Edwin Sheffield "Bulbs" Ehlers (March 10, 1923 – June 17, 2013) was an American professional basketball player. Standing  and weighing 198 pounds (90 kg), he played the forward and guard positions. Ehlers was drafted third overall in the inaugural 1947 BAA draft by the Boston Celtics. In two seasons in the league, both with the Celtics, Ehlers averaged 8.1 points per game.

Though born in Joliet, Illinois; Ehlers was raised South Bend, Indiana and attended South Bend Central High School. While there, he played basketball for future Hall of Fame player and coach John Wooden. Ehlers attended Purdue University, lettering for the Boilermakers in three sports; basketball, football, and baseball.

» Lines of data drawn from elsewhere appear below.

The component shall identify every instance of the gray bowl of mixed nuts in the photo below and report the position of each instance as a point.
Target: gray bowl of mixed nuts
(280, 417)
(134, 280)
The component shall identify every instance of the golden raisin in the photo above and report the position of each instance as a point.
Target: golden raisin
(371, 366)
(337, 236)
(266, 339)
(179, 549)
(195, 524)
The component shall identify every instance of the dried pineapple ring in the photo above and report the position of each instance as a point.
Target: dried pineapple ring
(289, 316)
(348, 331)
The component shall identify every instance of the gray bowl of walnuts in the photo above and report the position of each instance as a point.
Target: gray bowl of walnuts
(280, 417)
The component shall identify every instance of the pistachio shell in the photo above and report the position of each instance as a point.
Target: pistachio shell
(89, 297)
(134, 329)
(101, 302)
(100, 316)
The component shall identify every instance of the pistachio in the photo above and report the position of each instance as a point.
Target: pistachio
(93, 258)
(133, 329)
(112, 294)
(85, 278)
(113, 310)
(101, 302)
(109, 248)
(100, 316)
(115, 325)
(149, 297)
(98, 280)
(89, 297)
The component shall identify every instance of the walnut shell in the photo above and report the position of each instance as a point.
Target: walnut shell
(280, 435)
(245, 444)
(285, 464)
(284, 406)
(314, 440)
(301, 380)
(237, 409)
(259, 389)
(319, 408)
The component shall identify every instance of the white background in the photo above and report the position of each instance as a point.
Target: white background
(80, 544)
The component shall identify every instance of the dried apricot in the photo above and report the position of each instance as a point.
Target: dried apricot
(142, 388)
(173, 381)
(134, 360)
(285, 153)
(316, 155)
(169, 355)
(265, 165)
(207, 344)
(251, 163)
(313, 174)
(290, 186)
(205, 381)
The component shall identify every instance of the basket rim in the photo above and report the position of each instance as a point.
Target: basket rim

In addition to being the Celtics' first ever draft pick, the National Football League's Chicago Bears selected him in the 31st round (293rd overall) in the 1947 NFL Draft. The New York Yankees of Major League Baseball also signed him. He spent five seasons playing minor league baseball: three seasons with the Yankees and two with the Chicago Cubs. He spent the majority of his career at the AAA level, playing for such teams as the Kansas City Blues, Newark Bears and the Springfield Cubs.

Bulbs Ehlers was the father of NFL player Tom Ehlers; his granddaughters, Emily and Jessica, played intercollegiate volleyball at Purdue University and Campbell University respectively. His grandson, Scott Dreisbach, played football at the University of Michigan and spent several seasons in the NFL and the AFL.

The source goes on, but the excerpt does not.